En plus du suivi personnel du patient sur du long terme et si besoin régulier, une des spécificités des maisons médicales est le partage des dossiers entre le personnel soignant, permettant une grande flexibilité.

Un patient veut consulter son médecin habituel qui n’est pas là, pas de souci, un des confrères peut prendre en charge la personne directement en ayant directement accès à tout son dossier ou plus simplement dans le cas de soins spécifiques, ou le patient doit être pris en charge par un autre médecin spécialisé.

La localisation des maisons médicales est aussi un de leurs plus gros atouts avec leur emplacement au plus près de leurs patients, dans leur quartier. Permettant ainsi un suivi presque « personnalisé » du quartier et, par conséquent, de ne pas faire que du soin curatif, mais également du préventif, qui est bien souvent oublié dans notre système de santé.



« […] Il y a eu, par exemple, dans le quartier des vagues de suicide importées, il y a quelques années, des suicides de façon violente avec des défenestrations, donc c’était vraiment très,très très violent.
On a eu sentiment qu’il fallait faire quelque chose dans le quartier.

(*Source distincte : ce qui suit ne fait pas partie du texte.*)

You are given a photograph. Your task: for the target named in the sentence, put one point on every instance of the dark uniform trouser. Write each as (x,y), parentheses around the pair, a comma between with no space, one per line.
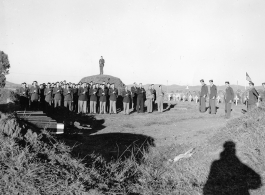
(140,102)
(202,104)
(75,104)
(68,104)
(101,69)
(107,104)
(48,106)
(212,106)
(134,100)
(227,109)
(251,107)
(23,102)
(34,105)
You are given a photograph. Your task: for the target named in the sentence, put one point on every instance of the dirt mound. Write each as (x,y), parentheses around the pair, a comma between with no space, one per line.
(107,78)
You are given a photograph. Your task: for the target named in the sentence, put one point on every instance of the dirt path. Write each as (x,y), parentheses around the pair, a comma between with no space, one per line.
(182,124)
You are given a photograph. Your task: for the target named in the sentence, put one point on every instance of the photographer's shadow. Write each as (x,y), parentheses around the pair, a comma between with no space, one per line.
(229,176)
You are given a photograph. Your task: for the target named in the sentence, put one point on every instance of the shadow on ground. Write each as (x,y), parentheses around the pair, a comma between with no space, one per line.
(229,176)
(111,146)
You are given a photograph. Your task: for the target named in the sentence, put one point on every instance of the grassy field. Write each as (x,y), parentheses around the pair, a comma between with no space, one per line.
(120,154)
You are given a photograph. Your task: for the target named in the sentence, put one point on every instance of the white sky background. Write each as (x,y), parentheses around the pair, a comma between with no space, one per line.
(154,41)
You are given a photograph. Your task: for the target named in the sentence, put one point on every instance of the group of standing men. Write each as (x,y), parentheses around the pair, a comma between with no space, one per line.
(229,97)
(88,97)
(252,98)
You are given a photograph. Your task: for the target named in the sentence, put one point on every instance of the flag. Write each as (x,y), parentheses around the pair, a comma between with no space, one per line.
(247,77)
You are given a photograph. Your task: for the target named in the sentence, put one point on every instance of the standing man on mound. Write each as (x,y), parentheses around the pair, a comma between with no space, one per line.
(204,92)
(229,97)
(101,64)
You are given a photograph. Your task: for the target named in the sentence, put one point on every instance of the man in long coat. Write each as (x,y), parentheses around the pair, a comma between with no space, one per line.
(212,98)
(101,64)
(252,97)
(134,96)
(229,98)
(203,95)
(140,98)
(23,92)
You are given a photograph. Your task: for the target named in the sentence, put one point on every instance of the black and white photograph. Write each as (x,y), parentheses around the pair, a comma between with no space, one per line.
(120,97)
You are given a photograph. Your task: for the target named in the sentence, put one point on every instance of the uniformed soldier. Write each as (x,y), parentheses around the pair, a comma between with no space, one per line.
(229,97)
(42,97)
(212,98)
(203,95)
(101,64)
(113,93)
(23,93)
(57,92)
(82,99)
(126,94)
(149,99)
(34,96)
(68,97)
(107,97)
(262,95)
(253,96)
(93,99)
(154,95)
(134,96)
(160,99)
(140,98)
(48,98)
(102,100)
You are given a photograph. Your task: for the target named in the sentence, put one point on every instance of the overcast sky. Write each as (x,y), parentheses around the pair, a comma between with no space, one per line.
(179,41)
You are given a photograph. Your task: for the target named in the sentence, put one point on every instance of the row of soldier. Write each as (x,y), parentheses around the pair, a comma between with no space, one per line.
(252,99)
(89,97)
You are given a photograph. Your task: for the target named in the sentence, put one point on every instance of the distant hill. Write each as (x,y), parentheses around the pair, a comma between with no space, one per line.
(174,88)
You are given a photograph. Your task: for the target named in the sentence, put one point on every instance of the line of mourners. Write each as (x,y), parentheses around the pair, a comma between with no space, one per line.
(84,98)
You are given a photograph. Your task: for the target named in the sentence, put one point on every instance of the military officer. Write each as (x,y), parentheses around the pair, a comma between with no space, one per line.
(57,92)
(229,97)
(113,93)
(107,97)
(262,95)
(48,98)
(252,97)
(134,96)
(154,96)
(102,100)
(82,99)
(160,99)
(68,97)
(126,94)
(34,96)
(212,98)
(93,99)
(23,92)
(140,98)
(203,95)
(101,64)
(75,97)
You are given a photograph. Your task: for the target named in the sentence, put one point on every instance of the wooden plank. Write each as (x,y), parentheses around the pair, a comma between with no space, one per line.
(35,115)
(29,112)
(35,118)
(42,121)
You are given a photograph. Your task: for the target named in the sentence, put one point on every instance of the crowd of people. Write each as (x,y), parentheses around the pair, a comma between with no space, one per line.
(101,98)
(93,98)
(252,99)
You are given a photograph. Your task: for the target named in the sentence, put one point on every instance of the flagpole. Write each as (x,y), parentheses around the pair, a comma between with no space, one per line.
(167,86)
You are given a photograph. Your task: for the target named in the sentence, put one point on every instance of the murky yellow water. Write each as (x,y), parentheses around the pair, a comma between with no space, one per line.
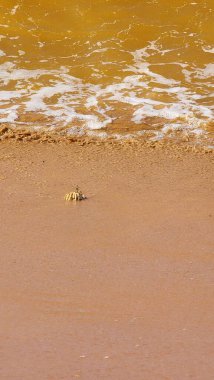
(108,66)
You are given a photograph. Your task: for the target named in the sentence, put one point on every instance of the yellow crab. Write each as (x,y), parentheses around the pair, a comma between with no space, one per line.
(76,195)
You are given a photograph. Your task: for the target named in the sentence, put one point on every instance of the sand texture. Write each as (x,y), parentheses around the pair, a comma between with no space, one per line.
(119,286)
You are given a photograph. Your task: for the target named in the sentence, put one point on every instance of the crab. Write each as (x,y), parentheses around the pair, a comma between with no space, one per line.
(76,195)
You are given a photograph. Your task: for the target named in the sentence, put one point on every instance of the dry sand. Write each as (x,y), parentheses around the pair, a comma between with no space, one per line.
(119,286)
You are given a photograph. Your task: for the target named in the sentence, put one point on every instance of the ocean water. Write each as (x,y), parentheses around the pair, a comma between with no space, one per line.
(109,67)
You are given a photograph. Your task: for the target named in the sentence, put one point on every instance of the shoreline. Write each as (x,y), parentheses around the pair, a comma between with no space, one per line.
(119,286)
(182,143)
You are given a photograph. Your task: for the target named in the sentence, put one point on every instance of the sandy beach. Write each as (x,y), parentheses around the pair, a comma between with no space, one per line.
(119,286)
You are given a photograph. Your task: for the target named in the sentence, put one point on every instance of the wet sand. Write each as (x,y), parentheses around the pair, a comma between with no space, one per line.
(117,287)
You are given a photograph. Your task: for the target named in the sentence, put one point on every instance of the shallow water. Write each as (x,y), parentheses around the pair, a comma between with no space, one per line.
(108,67)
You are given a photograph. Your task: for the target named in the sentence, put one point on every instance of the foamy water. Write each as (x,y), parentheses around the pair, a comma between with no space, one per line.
(108,67)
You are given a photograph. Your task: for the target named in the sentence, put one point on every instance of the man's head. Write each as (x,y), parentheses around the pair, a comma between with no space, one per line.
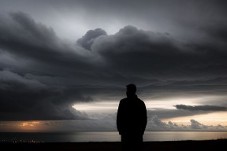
(131,90)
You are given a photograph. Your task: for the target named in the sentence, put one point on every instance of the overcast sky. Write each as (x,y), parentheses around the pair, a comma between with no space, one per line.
(60,59)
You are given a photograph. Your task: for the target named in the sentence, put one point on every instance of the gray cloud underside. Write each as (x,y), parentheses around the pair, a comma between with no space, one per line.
(41,75)
(201,108)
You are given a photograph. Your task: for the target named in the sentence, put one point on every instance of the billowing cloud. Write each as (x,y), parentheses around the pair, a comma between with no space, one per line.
(42,76)
(88,39)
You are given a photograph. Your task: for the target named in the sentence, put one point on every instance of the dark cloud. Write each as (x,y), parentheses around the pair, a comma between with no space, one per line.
(43,76)
(88,39)
(201,108)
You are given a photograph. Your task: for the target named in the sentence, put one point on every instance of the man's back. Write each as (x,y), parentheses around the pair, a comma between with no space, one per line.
(131,117)
(131,120)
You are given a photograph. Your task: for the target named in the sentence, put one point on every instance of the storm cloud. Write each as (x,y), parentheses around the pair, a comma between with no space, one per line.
(42,74)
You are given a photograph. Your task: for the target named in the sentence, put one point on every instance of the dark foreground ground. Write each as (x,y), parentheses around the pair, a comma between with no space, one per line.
(211,145)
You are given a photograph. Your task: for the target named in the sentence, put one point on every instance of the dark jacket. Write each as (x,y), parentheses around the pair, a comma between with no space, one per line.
(131,117)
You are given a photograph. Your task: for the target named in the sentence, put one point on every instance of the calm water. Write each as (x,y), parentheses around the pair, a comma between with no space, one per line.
(107,136)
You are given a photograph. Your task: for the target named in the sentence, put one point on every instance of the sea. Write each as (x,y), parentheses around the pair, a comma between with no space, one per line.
(20,137)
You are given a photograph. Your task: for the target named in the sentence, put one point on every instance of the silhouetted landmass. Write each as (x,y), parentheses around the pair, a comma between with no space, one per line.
(208,145)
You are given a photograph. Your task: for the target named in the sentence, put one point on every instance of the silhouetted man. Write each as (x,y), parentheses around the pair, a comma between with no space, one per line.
(131,120)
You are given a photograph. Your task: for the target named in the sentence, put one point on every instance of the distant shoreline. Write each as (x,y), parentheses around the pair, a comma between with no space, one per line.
(216,145)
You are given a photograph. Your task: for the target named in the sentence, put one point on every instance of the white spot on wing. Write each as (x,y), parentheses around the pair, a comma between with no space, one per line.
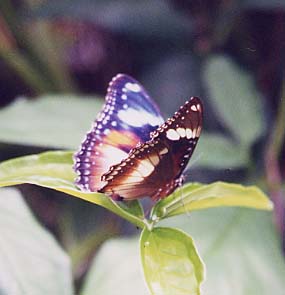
(172,134)
(138,118)
(181,132)
(163,151)
(189,133)
(145,168)
(133,87)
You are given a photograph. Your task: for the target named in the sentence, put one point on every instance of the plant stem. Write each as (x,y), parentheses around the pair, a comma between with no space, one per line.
(273,174)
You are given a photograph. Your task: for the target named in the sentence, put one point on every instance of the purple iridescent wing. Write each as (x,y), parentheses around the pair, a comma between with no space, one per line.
(127,118)
(154,168)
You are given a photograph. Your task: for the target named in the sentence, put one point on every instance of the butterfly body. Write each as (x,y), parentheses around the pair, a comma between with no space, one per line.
(144,158)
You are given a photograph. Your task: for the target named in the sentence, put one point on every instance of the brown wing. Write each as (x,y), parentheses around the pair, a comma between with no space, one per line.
(154,168)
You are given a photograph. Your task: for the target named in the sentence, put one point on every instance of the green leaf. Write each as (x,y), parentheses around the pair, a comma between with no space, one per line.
(54,170)
(235,98)
(49,121)
(31,261)
(116,269)
(218,152)
(201,196)
(170,262)
(240,248)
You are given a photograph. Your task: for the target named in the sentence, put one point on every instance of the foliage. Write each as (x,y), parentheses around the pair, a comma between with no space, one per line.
(229,53)
(161,248)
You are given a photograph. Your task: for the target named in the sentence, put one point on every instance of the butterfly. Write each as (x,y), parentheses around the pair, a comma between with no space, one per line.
(131,152)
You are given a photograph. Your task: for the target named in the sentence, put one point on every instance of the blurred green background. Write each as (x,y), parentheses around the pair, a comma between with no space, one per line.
(56,59)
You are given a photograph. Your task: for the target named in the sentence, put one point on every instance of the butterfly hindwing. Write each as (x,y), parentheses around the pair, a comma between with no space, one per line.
(154,168)
(127,118)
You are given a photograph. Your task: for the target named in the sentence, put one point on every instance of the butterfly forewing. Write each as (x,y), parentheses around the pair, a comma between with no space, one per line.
(127,118)
(154,168)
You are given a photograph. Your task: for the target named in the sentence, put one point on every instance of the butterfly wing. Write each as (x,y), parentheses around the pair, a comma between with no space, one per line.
(154,168)
(127,118)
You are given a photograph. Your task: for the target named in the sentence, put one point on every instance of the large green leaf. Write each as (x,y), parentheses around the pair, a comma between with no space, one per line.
(240,249)
(31,261)
(196,196)
(49,121)
(54,170)
(170,262)
(235,98)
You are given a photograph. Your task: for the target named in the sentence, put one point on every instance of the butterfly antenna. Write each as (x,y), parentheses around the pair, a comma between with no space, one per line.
(182,196)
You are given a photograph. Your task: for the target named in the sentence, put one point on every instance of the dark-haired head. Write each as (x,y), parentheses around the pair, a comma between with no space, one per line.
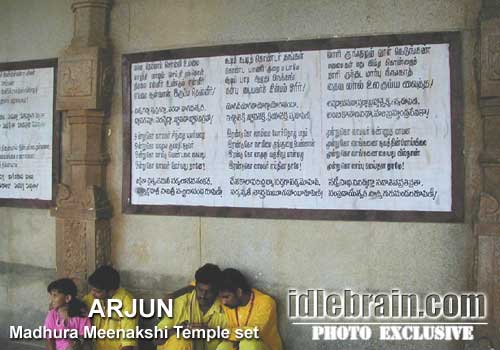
(104,282)
(63,295)
(207,284)
(64,286)
(234,288)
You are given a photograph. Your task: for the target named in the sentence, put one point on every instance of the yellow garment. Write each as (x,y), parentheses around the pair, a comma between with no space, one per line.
(245,344)
(259,312)
(114,322)
(186,308)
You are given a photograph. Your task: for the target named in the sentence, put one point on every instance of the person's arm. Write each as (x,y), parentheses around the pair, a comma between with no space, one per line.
(128,323)
(260,317)
(49,323)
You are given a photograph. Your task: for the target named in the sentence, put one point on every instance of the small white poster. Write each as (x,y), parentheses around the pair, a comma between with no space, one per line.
(26,123)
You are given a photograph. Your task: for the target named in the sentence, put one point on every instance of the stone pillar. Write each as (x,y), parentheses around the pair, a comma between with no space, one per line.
(84,86)
(487,221)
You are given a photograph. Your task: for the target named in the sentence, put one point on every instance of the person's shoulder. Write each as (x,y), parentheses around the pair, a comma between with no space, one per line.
(123,294)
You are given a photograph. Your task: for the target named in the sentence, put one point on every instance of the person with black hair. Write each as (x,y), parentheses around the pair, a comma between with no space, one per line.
(67,313)
(196,309)
(248,309)
(105,284)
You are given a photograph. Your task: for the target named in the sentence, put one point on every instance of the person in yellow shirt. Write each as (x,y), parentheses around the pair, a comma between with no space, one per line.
(248,309)
(199,308)
(105,284)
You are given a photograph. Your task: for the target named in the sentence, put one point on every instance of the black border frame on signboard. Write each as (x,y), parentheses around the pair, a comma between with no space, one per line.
(56,136)
(452,38)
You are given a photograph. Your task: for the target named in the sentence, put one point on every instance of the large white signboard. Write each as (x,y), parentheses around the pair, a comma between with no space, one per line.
(362,128)
(26,123)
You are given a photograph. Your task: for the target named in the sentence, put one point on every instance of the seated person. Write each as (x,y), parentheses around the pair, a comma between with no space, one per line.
(67,312)
(105,284)
(198,308)
(247,308)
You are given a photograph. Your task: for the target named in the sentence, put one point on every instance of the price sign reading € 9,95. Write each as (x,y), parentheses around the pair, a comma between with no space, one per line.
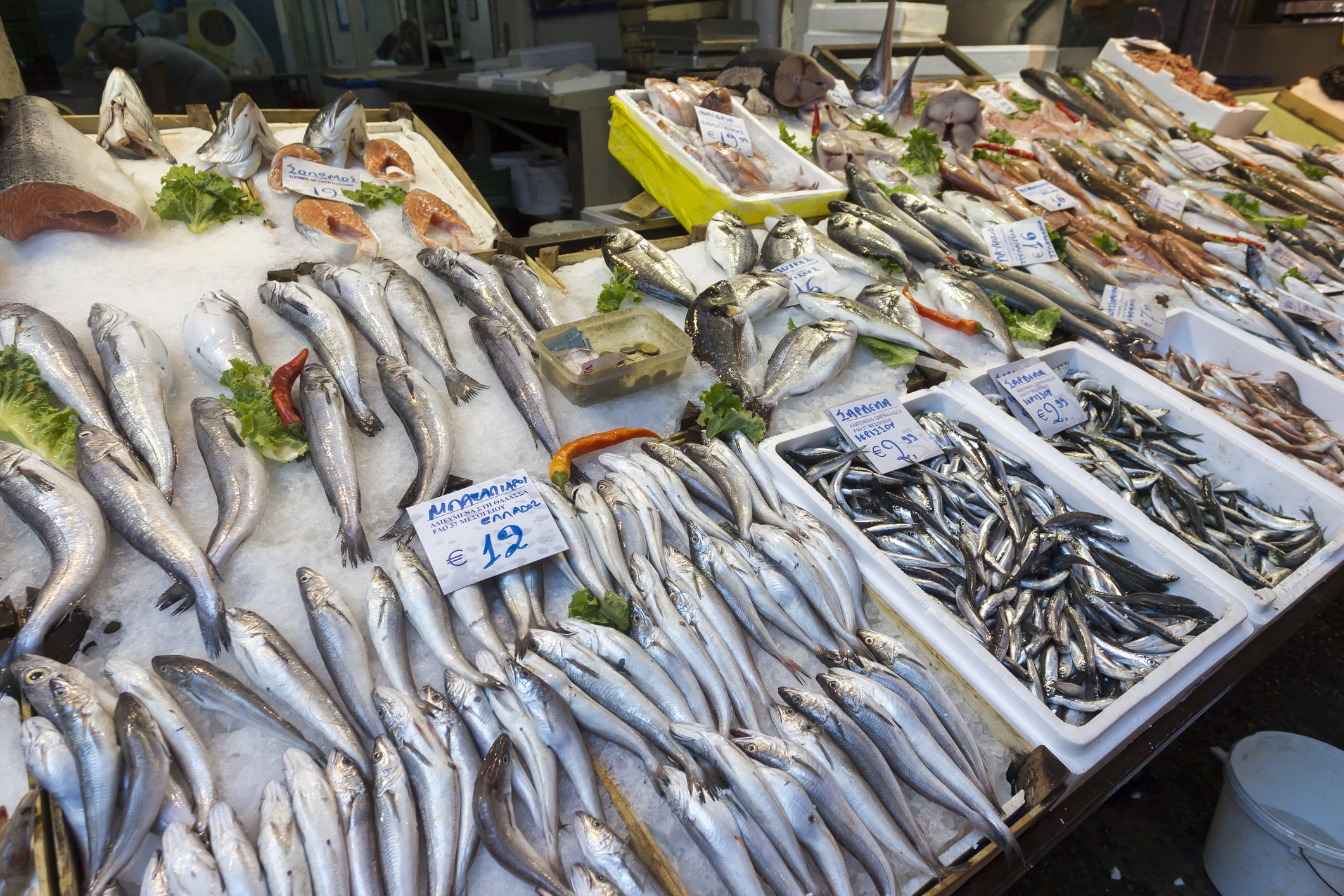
(485,530)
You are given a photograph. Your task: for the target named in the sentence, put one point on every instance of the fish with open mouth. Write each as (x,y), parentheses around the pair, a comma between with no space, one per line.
(125,124)
(241,140)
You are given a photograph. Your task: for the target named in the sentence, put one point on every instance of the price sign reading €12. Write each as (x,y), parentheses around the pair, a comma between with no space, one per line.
(485,530)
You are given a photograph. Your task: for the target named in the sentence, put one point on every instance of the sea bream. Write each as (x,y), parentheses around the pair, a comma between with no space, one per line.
(54,177)
(125,124)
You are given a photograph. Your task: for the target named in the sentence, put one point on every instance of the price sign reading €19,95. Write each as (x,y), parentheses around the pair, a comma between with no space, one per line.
(883,428)
(485,530)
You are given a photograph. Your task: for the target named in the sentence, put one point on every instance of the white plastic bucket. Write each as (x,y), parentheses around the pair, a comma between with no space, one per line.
(1279,829)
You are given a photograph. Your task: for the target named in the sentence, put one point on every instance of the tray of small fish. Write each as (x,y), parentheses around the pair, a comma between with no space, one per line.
(1245,512)
(1152,645)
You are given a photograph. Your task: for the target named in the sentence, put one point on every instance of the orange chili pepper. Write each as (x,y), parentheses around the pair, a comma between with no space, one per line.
(589,444)
(968,327)
(280,385)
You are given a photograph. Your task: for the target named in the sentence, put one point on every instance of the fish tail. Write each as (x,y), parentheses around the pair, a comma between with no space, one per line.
(464,388)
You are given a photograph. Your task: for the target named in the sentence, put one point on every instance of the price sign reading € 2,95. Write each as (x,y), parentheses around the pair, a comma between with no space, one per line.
(485,530)
(883,428)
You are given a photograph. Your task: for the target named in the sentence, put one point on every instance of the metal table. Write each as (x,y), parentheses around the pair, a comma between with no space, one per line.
(596,177)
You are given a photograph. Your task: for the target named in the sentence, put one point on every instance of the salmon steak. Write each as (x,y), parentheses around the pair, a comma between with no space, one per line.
(387,160)
(436,223)
(54,177)
(335,227)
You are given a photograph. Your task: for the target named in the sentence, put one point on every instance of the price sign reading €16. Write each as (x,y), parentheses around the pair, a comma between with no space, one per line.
(883,428)
(485,530)
(316,179)
(1038,397)
(717,128)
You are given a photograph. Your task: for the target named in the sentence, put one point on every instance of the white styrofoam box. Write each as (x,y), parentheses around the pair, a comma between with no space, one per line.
(1081,747)
(923,18)
(1233,454)
(1229,121)
(553,55)
(1215,342)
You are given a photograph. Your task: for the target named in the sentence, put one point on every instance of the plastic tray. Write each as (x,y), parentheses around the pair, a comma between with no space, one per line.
(1231,454)
(1081,748)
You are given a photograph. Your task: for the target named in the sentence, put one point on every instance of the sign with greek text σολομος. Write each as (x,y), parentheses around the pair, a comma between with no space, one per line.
(1168,202)
(1199,156)
(1022,242)
(484,530)
(316,179)
(1046,195)
(1038,397)
(1142,314)
(883,428)
(717,128)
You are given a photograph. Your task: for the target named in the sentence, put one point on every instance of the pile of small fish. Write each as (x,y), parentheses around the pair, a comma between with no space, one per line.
(1272,410)
(1035,582)
(1127,446)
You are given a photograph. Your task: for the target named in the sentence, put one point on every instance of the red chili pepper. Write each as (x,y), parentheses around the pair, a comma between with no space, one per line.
(968,327)
(280,385)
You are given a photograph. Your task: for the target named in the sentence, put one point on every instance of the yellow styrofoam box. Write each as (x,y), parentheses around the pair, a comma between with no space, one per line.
(689,191)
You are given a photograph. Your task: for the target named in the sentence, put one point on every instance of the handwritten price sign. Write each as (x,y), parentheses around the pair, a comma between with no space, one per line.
(484,530)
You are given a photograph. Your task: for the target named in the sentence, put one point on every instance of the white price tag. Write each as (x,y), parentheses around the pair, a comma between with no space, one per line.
(1199,156)
(316,179)
(883,428)
(1046,195)
(1168,202)
(1141,314)
(1288,259)
(812,273)
(1038,397)
(1022,242)
(484,530)
(996,101)
(717,128)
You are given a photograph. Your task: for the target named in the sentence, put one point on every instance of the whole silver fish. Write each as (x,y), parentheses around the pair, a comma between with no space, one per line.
(418,321)
(319,822)
(139,375)
(140,513)
(319,320)
(433,779)
(189,750)
(807,357)
(531,296)
(730,243)
(361,296)
(338,129)
(387,632)
(240,867)
(398,826)
(518,373)
(658,276)
(215,332)
(70,525)
(479,288)
(237,475)
(334,457)
(191,869)
(342,645)
(273,667)
(280,847)
(92,735)
(60,361)
(241,140)
(357,819)
(428,421)
(214,689)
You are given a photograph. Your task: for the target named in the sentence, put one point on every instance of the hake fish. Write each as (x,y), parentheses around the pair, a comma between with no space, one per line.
(125,124)
(54,177)
(139,375)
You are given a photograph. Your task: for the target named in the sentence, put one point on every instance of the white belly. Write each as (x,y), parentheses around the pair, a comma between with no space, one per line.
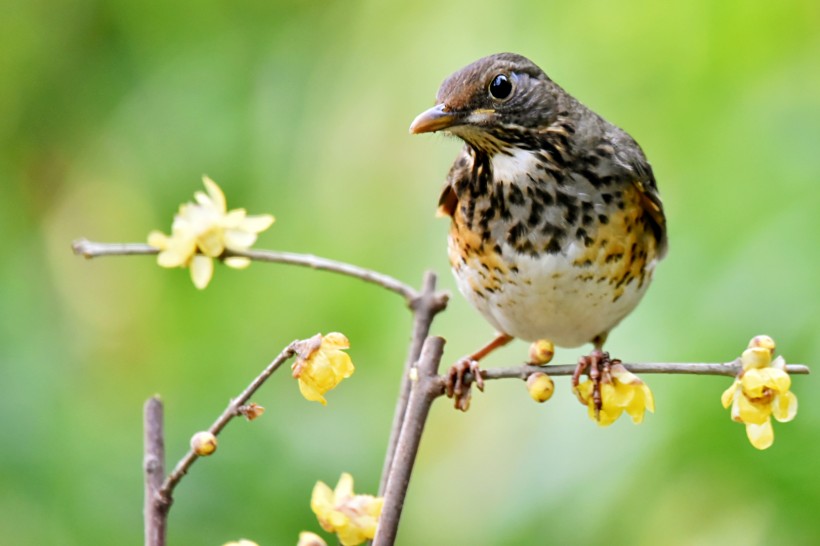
(549,298)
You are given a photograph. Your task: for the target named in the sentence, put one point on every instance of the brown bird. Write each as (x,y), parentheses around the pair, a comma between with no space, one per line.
(557,224)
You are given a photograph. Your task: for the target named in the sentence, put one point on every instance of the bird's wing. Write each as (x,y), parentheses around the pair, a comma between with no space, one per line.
(460,170)
(651,202)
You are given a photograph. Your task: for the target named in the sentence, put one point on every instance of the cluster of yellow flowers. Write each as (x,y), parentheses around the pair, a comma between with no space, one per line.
(352,517)
(621,391)
(321,365)
(761,391)
(203,230)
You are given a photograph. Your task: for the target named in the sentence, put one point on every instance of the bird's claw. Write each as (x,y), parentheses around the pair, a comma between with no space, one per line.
(596,366)
(458,382)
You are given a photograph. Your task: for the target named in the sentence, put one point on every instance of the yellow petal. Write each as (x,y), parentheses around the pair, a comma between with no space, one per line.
(306,538)
(540,386)
(751,412)
(649,398)
(755,381)
(202,269)
(761,436)
(215,192)
(641,401)
(584,392)
(310,392)
(341,364)
(335,340)
(763,341)
(211,242)
(784,407)
(728,395)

Eh bien, on a eu de l’argent pour le faire, mais si on était à l’acte, on n’aurait pu que constater parce qu’on n’aurait pas eu les moyens de mettre en place des campagnes pour essayer de sensibiliser les jeunes et etc.
C’est intéressant, parce qu’on prend en charge véritablement le quartier et les patients sur l’ensemble de la problématique de santé, et on n’est pas uniquement cantonnés à « Tu es malade, tu viens, je soigne et puis après
au-revoir ». On peut être présent avant que la « maladie » n’intervienne. En parlant de problèmes liés au risque de diabète de l’obésité, les accidents domestiques, tout ça s’est pris en charge également par le préventif. »


Les maisons médicales séduisent également les personnes qui ne se sentent pas à l’aise avec les structures « habituelles ». Où elles ont peur d’être jugées sur leur origine ou leurs statuts sociaux économiques, comme l’explique Liam, patient dans une maison médicale dans un article de l’observatoire belge des inégalités :



 « Ici, il y a une diversité dans la maison médicale, il y a des médecins de toute origine. Personnellement, ça me rassure, je sens bien qu’il n’y aura pas de racisme. Je sais qu’il prendra son temps pour voir ce que j’ai réellement. J’ai des amis qui sont partis chez des médecins privés et vu qu’ils sont d’origine maghrébine, ils ne se sentaient pas à l’aise parce qu’ils sentaient que le médecin avait des réserves. »

Liam, patient , témoignage dans  » Les maisons médicales, garantes d’un accès aux soins de santé pour tou·te·s ?  » le 2 septembre 2019

Les maisons médicales ont réussi à combler le déficit des autres structures ce qui à séduit de plus en plus de belges. Mais il n’existe pas de solution miracle au problème de l’accès aux soins.

Les maisons médicales malheureusement ne répondent pas à tous les problèmes que l’on rencontre dans l’accès aux soins de santé en Belgique. Cependant elles ont réussi à donner accès aux soins a des personnes qui était exclue ou en difficultés. Leurs nombres grandissant montrent le bon fonctionnement et la volonté du et dans le projet.

Et peut-être par la suite à enclencher de nouvelles avancées qui permettront un réel changement de notre système de santé en rendant véritablement égalitaire, qualitatif et accessible à tous.